Of all the distortion that has been put out there about the earned-release program that Jim Doyle signed into law two years ago, Rep. Scott Suder is guilty of the biggest lies. This one was one of his worst:
"We know the problem and we know the solution. Let's act today and stop the murderers, habitual drunk drivers, identity thieves, burglars, drug dealers, and other dangerous criminals from getting their 'get out of jail free cards'."
Last time I wasted my time playing Monopoly, a "get out of jail free card" prevented you from going to jail altogether. It didn't set up a series of tasks for you to complete before you get out of jail. It didn't make you learn some lessons and improve your character. If it did, then Suder would be correct in labeling the earned-release policy thus.

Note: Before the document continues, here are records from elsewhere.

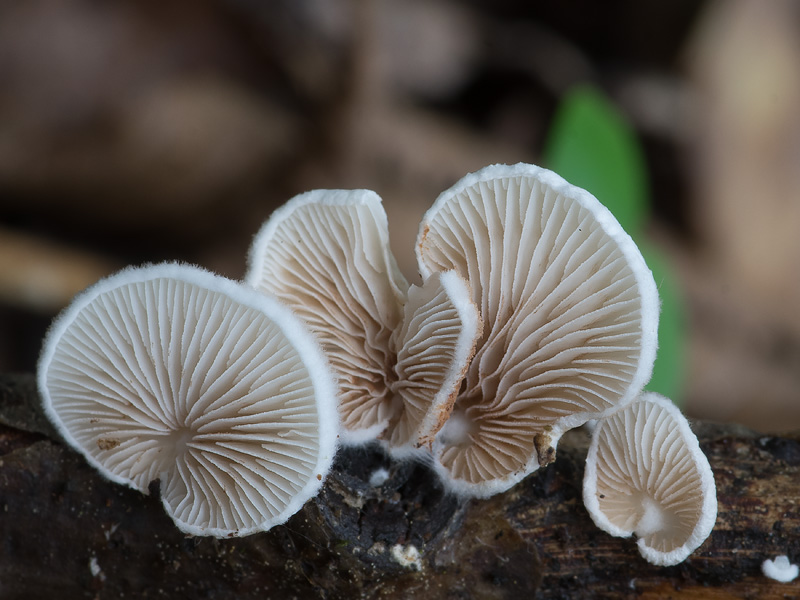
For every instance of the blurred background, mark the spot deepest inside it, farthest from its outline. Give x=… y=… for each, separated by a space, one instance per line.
x=136 y=131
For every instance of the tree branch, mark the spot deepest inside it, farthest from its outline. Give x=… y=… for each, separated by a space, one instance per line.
x=66 y=529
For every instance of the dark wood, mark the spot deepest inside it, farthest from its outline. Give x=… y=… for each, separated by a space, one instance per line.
x=68 y=533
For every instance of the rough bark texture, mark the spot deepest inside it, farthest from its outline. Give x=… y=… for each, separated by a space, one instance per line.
x=68 y=533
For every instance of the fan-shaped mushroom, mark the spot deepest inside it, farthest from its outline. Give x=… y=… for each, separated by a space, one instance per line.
x=645 y=474
x=169 y=372
x=570 y=315
x=398 y=354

Actually, if there is anybody who supports a Monopoly-type prison policy, it is Suder. It is Suder who believes that prison should be a place where you simply wait as the other players continue, where you wait and think about what you do when you leave, and where no work is required to get out.
Another time, Suder referred to earned-release as "rewarding bad behavior," which is also how he labeled a proposal to restore felons with voting rights upon release from prison. In Suder's defense, he referred to voting as a "privilege," not a right, which seems to indicate we are not debating the same concept. Traditionally, a prison is a place where criminals learn to become productive community members and citizens, whereas in Suder's system, prison is just one part of a lifelong punishment.
If we choose to go with Suder's system of lifelong punishment, we might as well imprison felons for life, no matter what their crime. What's the point of letting offenders back on to the street if prison is nothing more than criminal camp, where society's rejects cavort, reinforce their social isolation and learn to become better criminals?
It's frustrating to see Wisconsin take a step backwards in criminal justice. Neither crime rates or recidivism rates have changed since we introduced Truth In Sentencing in 1999. What has changed is the massive increase in spending on prisons and, in recent years, the massive cuts in funding to K-12 education, higher education and other social programs that keep people out of jail.